The UK's response to the devastation caused by the pandemic was virtually the same as that of EU countries. Its Job Retention Scheme, very similar in its conception to the Spanish ERTE, meant allocating, until August 2021, close to 100,000 million euros to support the jobs that were frozen. The Johnson Government has acquired an extra debt of 580,000 million euros to face the onslaught of the coronavirus. And when the time has come to start the engines, it has faced the same unleashed inflation as in the rest of Europe, the result of a global increase in demand for goods and services much greater than the capacities of the supply chain, and a global energy hunger that has coincided with a series of supply disruptions,which has resulted in skyrocketing prices.

Monetary dilemma

In November, UK inflation hit its highest level in a decade - 5.1 percent - and threatened to tighten the noose on the cost of living for many Britons and destabilize the country's growth. The Bank of England (BdI) was the first monetary authority to indicate its willingness to raise rates, in a gesture of courage that it has now decided to stop. “We believe that, at some point, it will be necessary to raise interest rates to regain the objective of sustainable inflation. And we are prepared to do so, "said the Governor of the IDB, Andrew Bailey, after the Monetary Policy Committee of the British monetary authority decided on October 30, in a tight vote, to keep the price of money at 0.1 %. Finally, the BdI gave in to pressure and raised rates this Thursday to 0.25%.The pressure of inflation has been greater than the uncertainty caused around the world, and especially in the United Kingdom, by the omicron variant of the virus. No one has yet been able to determine its severity, or what will be its effect on the world economy. It may create new bottlenecks in the supply chain, or it may cool demand by again constraining private consumption.

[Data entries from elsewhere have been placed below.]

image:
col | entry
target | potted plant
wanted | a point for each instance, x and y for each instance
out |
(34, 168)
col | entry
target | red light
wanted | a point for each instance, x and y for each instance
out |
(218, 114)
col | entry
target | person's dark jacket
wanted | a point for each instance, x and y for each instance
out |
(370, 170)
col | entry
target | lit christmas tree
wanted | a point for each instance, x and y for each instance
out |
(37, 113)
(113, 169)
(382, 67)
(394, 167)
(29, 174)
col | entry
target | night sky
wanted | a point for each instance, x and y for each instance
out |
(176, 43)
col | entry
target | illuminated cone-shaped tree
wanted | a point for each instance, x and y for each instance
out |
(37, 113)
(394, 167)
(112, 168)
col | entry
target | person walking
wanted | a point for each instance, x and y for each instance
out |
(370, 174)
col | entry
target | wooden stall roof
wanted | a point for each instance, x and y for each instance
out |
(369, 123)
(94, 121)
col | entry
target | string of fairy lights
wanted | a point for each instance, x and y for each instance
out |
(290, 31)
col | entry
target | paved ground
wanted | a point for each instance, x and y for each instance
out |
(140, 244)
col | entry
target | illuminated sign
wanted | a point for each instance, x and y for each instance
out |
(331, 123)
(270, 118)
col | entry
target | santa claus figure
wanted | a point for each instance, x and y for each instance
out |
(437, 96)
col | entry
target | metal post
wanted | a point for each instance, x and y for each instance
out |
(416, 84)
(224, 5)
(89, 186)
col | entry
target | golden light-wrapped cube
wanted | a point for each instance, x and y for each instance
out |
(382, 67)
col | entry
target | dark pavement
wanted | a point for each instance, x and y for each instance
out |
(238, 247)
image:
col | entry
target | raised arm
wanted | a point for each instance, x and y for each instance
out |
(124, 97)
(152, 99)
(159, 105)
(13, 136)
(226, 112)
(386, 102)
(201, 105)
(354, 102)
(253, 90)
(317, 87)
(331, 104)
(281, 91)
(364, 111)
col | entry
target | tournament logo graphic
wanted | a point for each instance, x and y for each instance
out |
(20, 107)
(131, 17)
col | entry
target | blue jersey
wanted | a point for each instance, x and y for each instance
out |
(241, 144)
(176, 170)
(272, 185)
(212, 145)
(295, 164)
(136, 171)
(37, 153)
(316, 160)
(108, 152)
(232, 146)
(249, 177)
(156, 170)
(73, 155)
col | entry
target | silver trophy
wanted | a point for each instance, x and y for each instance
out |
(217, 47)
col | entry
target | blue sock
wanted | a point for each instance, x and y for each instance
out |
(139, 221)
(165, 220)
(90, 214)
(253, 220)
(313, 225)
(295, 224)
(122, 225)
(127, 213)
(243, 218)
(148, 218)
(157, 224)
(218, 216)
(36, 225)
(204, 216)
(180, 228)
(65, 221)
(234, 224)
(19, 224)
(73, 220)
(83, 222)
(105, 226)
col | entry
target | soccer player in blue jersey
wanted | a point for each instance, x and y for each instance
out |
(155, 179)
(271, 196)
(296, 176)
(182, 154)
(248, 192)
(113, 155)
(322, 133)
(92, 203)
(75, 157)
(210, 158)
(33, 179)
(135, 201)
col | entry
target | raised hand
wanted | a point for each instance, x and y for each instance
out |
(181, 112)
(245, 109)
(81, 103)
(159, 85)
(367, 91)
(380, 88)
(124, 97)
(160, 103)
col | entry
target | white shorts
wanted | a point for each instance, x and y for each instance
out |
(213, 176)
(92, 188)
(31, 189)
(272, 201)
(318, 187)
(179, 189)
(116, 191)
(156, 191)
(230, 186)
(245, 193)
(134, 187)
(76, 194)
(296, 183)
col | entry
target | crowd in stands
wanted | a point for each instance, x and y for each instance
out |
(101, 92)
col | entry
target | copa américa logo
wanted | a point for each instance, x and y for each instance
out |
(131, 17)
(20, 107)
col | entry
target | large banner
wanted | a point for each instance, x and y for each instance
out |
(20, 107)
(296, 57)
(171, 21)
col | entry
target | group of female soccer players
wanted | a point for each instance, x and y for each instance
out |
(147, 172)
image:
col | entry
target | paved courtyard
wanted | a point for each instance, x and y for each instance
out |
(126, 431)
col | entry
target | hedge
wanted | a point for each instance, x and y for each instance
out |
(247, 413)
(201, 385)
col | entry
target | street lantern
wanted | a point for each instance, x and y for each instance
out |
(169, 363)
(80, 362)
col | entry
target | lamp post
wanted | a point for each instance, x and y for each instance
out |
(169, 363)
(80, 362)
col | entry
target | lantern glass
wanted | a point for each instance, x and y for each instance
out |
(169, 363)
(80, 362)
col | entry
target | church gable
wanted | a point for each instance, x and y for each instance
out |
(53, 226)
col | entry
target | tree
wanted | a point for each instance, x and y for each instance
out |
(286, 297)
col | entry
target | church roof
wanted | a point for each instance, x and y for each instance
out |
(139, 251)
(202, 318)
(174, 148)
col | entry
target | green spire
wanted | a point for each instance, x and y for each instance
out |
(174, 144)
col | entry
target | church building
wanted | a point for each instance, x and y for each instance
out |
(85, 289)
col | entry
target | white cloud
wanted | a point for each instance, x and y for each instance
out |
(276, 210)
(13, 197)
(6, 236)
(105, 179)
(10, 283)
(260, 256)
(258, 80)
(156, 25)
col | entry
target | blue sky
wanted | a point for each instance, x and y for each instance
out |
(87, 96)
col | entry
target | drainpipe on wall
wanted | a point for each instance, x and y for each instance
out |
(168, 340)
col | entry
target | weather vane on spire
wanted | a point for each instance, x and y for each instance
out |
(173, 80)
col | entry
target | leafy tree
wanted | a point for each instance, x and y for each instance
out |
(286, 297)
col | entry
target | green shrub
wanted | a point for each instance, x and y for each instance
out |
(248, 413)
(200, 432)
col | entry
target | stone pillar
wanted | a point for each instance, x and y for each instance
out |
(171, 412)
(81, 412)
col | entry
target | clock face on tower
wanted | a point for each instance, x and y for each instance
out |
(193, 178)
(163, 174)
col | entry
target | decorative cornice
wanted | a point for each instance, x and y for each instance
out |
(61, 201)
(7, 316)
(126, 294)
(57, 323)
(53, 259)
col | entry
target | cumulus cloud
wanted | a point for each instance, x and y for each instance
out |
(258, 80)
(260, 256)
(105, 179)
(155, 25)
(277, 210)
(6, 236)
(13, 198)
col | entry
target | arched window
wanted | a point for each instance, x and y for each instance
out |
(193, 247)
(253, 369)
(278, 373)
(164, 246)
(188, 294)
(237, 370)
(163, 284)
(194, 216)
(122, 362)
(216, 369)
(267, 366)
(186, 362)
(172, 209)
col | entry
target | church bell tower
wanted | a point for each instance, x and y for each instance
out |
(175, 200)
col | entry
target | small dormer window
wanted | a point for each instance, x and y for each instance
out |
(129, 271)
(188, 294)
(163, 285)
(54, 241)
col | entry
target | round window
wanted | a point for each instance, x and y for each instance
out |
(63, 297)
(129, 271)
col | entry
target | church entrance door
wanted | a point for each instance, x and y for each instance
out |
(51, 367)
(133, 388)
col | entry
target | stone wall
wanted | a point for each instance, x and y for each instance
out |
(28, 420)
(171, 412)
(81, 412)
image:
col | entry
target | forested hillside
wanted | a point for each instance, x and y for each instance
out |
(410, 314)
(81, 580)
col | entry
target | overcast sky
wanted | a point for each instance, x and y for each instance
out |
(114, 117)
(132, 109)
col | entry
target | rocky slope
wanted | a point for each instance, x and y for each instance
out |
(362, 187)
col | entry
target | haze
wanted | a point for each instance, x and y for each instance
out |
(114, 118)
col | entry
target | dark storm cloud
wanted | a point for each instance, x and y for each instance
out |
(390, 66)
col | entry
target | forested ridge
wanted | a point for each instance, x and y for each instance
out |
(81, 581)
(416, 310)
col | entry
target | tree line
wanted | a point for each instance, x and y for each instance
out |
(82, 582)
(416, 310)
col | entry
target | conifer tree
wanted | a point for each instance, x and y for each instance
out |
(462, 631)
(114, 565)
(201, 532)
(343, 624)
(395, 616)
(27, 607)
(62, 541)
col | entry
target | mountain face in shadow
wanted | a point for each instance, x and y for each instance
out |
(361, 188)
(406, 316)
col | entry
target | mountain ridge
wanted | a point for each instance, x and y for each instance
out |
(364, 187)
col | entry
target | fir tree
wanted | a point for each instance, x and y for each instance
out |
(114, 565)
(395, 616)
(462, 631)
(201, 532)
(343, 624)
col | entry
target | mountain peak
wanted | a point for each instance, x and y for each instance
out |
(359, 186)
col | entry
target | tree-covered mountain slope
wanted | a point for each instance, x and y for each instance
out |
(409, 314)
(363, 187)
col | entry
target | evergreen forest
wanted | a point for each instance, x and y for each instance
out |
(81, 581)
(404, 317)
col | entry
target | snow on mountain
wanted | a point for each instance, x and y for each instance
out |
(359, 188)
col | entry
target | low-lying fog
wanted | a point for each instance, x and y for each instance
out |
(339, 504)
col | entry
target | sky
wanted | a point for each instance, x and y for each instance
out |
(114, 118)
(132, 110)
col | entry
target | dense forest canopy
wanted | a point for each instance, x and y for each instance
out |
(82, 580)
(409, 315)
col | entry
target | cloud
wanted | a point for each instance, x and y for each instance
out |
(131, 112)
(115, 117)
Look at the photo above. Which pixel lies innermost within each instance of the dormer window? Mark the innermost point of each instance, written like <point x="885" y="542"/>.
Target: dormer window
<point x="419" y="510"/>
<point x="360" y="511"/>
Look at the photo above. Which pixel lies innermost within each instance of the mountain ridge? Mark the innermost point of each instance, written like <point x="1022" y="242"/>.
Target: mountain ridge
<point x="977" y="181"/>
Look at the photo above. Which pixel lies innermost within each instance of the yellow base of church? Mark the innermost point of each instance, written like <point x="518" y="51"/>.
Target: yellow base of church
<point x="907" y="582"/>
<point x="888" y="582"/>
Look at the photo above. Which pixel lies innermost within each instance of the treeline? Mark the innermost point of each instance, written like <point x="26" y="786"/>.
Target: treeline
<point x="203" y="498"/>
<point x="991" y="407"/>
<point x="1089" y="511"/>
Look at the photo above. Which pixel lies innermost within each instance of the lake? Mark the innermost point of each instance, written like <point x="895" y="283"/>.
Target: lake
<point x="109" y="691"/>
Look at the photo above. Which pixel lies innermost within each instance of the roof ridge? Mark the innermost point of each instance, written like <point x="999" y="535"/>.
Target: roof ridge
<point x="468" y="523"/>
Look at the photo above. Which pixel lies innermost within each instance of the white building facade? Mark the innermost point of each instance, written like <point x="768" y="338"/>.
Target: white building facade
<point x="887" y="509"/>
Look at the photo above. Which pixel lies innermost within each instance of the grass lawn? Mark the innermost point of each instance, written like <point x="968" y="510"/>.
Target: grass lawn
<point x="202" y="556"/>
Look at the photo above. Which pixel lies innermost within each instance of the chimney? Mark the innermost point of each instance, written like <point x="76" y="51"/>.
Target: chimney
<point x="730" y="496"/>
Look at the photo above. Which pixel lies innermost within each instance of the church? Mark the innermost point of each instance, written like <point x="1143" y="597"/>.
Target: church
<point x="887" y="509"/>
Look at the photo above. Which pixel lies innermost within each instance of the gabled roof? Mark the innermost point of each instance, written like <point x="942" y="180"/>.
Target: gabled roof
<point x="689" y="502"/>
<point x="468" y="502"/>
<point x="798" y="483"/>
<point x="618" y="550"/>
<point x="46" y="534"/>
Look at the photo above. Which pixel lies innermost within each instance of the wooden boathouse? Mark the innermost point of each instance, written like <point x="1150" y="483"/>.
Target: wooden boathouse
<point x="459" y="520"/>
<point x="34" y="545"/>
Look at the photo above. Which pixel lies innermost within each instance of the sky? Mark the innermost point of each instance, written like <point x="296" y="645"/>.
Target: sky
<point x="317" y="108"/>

There is no exceptionality for the UK, which faces the same challenges and challenges as the rest of the Western countries. But with added ballasts of their own making. The increasingly evident frictions of Brexit, in logistics and customs procedures, remind us that the United Kingdom has changed its trade structure overnight, one of the most complex and profound changes that a country can make. It has gone from being part of a market that encompassed 27 countries and 400 million people to facing an increasingly complex globalization alone. "If the pandemic has been the hammer, Brexit has been the anvil," said a leading Spanish economist who has closely followed recent developments in the country. That turn so deep,Accompanied by overly ideological and impractical immigration regulations, it has led the UK to compete at a disadvantage with the rest of the world.